We all woke up this morning to see news that another earthquake has happened in Haiti, near the center of the first one eight days ago.
“The United Nations Development Programme (UNDP) employed nearly 400 Haitians in cash-for-work activities to jump start the local economy and facilitate the delivery of urgently needed humanitarian assistance.”
This post is an update to my previous article about how GIS is used for disaster relief efforts. I recently came across a webpage on Harvard’s China Earthquake Geospatial Research Portal that lists copious, up-to-date, GIS-compatible data from organizations around the world. The portal began in response to the Sichuan, China, earthquake in May 2008.
For new GIS students, this would be a great starting point for a class final project. The Portal is hosting the datasets as a public service and invites anyone with relevant data to submit it to the site operators for wider dissemination. Data comes from the United Nations, several universities, OpenStreetMap contributors, and the German Center for Air and Space Travel, among others.

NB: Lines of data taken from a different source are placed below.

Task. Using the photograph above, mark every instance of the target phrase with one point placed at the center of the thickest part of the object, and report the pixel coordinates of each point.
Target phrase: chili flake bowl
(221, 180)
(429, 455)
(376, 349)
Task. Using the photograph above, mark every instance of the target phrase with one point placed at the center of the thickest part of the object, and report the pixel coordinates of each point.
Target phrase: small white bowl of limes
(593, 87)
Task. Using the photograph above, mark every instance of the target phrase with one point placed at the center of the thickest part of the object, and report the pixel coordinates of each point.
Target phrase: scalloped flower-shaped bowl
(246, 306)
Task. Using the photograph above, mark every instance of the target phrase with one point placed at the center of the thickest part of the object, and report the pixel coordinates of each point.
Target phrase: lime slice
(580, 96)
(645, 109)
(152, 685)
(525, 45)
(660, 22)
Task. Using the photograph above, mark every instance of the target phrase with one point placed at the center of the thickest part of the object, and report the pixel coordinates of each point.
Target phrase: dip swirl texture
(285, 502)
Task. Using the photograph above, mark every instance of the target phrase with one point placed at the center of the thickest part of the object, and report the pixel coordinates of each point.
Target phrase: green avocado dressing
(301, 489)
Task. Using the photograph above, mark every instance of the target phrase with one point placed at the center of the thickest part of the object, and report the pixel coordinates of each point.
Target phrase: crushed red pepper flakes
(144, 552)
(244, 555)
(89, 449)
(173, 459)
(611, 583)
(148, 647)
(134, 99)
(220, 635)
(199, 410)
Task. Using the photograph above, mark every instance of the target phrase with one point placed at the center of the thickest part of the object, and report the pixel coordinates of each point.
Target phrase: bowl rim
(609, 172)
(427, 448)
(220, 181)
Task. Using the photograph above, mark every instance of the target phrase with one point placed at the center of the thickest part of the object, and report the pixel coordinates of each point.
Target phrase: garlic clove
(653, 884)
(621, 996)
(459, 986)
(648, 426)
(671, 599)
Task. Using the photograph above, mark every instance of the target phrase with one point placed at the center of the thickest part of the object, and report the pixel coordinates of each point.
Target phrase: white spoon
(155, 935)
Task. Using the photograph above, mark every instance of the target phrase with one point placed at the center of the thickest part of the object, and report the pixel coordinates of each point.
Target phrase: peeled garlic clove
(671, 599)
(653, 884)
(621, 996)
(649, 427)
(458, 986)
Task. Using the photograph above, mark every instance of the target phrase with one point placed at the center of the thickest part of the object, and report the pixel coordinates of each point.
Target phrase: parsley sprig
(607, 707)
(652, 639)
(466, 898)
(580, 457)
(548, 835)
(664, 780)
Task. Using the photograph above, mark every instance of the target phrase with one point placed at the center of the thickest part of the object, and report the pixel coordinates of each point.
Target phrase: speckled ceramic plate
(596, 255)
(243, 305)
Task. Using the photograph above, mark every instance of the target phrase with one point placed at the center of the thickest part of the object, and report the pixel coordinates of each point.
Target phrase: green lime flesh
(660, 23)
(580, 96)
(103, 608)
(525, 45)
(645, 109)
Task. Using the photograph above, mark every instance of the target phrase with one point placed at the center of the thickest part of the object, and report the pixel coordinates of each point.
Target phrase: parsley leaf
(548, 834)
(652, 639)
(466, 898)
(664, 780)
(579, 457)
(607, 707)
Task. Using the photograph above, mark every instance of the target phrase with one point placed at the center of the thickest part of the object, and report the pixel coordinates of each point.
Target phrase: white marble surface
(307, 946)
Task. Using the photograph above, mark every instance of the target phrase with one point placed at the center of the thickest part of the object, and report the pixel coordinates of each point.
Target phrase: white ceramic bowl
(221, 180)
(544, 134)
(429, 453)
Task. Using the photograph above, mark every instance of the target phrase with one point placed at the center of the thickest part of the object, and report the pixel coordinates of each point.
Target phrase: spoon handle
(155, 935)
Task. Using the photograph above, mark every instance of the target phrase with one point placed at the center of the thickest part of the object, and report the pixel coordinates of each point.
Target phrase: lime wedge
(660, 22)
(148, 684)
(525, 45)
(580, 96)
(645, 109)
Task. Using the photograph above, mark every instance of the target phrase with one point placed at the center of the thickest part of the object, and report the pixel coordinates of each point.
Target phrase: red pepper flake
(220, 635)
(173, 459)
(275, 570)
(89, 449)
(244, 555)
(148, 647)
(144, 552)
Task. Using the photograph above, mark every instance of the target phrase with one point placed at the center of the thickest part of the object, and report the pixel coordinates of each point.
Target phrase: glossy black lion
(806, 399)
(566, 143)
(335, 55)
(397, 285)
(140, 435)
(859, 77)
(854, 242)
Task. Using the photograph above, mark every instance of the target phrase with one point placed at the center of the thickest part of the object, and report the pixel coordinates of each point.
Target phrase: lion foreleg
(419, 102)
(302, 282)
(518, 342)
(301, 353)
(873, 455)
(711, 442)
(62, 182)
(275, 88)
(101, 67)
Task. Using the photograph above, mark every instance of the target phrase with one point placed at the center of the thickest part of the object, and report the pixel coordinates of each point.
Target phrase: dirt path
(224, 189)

“Petty Officer 3rd Class Cameron Croteau, a Damage Controlman aboard the Coast Guard Cutter Oak, carries an injured Haitian girl to an awaiting Coast Guard HH-60 Jayhawk helicopter Tuesday, Jan. 19, 2010. Coast Guard and Navy helicopters airlifted injured Haitians to a private hospital in Milot, Haiti. U.S. Coast Guard photo by Petty Officer 3rd Class Brandyn Hill.”
As I mentioned in the previous post, there are many photos on Flickr when you search for “haiti earthquake.” When I wrote the post on January 14, 2010, there were only about 300 photos, and now there are over 6,900. Only 1,200 have a Creative Commons license, though (both of the photos above have a Creative Commons license). It seems that the United States Military, the United Nations, and major relief organizations are providing the majority of photos. And they’re uploading them fast. The number of photos on Flickr jumped by 50 from when I started this paragraph.